One of the most promising uses of phylogenetic approaches in genomics is the possibility to detect Darwinian selection. Chen and Blanchette [12] take an original view on Darwinian selection. Instead of looking at selection at the amino acid level as usually done, they introduce a new model to find nucleotides that are unexpectedly conserved, given known constraints at the amino acid level. The application of their method to complete mammalian genomes will contribute to the understanding of the many non-coding constraints acting at the mRNA level.

Phylogenetic footprinting approaches have originally focussed on the identification of regions that have been under negative selection throughout a given phylum [26]. However, heterotachy, i.e. variation of the evolutionary rate of a given position over time, is now commonly used as a source of functional information. Sites that change their rates after gene duplication are likely to be involved in function shift. Dorman [11] proposes a Bayesian method to simultaneously detect the branch along which such rate shifts occurred and the sites that are affected and use it to identify such a shift at the divergence of B and C subtypes of HIV.

Detecting Darwinian selection remains a difficult task and therefore the in-depth study of well-defined cases is still required to validate future methods that will be used at large scale. Weadick and Chang [27] select the guppy, Poecilia reticulate, because its visual system is under strong sexual selection. They show that long-wavelength sensitive opsins are highly duplicated in this fish and several sites are under positive selective pressure. A more detailed functional characterisation of these proteins, in particular with respect to mate preference adaptation, is therefore of prime importance and will provide an ideal case study for all bioinformatics methods aimed at detecting Darwinian selection.

Homology detection

One of the original phylogenomics applications was toward the functional annotation of proteins based on their phylogenetic relationships to other annotated proteins from the same family [1]. Two aspects of this problem were studied here: (1) the identification of global functional homologs in families of multi-domain proteins [8], and (2) the identification of remote homologs [21]. More precisely, Krishnamurthy et al. [8] show that even phylogenetically-informed approach can, in some cases, be misleading, especially for multi-domain proteins. The authors introduce FlowerPower, a program and web server for the detection of global homologs, and show that it identifies functional homologs more consistently than competing approaches.

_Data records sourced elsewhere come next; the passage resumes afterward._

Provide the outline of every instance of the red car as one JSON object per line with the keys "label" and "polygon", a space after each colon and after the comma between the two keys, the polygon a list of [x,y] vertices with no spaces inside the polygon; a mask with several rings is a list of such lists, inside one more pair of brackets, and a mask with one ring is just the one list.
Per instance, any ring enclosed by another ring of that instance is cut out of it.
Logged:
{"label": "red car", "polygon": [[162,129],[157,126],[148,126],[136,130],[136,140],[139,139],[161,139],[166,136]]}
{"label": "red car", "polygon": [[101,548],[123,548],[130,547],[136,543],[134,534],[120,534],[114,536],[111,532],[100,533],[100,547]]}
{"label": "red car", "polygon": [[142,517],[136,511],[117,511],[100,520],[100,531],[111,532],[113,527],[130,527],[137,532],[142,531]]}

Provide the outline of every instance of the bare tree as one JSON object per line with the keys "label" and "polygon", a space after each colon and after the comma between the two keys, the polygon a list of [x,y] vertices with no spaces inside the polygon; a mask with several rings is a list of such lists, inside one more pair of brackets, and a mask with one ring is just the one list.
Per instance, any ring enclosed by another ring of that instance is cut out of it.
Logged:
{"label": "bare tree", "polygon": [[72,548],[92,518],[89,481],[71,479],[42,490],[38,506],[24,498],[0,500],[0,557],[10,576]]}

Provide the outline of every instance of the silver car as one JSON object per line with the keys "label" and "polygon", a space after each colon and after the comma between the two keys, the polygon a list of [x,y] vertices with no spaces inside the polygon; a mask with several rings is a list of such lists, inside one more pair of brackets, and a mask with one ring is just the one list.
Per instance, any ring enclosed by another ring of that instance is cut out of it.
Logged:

Woodhams et al. [21] illustrate one of the major limitations of comparative sequence analysis, that is the extreme difficulty in detecting distant homolog. This issue is often wrongly overlooked, even when the presence or absence of a gene in a given genome is crucial for the analysis. Using secondary structure and promoter region analysis, homologs of RNase MRP are discovered in almost all the eukaryotes for which complete genomes are available. This demonstrates that RNase MRP was likely present in the most recent common ancestor of eukaryotes, contrary to previous hypotheses. This study stresses the urgent need to improve methods to detect remote homologs, especially for studying the evolution of genome content.

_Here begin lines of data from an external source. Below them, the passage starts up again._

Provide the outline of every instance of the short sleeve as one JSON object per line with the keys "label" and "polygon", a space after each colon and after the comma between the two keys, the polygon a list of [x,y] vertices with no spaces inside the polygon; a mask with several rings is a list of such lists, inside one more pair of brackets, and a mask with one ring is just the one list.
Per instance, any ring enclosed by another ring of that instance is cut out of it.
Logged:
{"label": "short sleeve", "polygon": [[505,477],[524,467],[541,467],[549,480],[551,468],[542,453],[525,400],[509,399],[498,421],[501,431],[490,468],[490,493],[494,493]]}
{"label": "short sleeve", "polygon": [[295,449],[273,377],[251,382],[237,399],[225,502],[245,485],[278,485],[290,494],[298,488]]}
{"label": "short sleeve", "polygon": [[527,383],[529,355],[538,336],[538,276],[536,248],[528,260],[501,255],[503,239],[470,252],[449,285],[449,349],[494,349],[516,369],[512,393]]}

Applications of phylogenomics to detailed biological questions

Phylogenomics has the potential of testing specific biological hypotheses and identifying interesting and unexpected evolutionary processes. Analyzing human tiling array data, Zhang et al. [15] use a simple phylogenetic analysis to identify a number transcripts that are only conserved within primates, thus illustrating the limitations of phylogenetic footprinting approaches based on sequence conservation within larger sets of species. Many of these transcripts exhibit a stable secondary structure and are thus strong candidates for primate-specific non-coding RNAs.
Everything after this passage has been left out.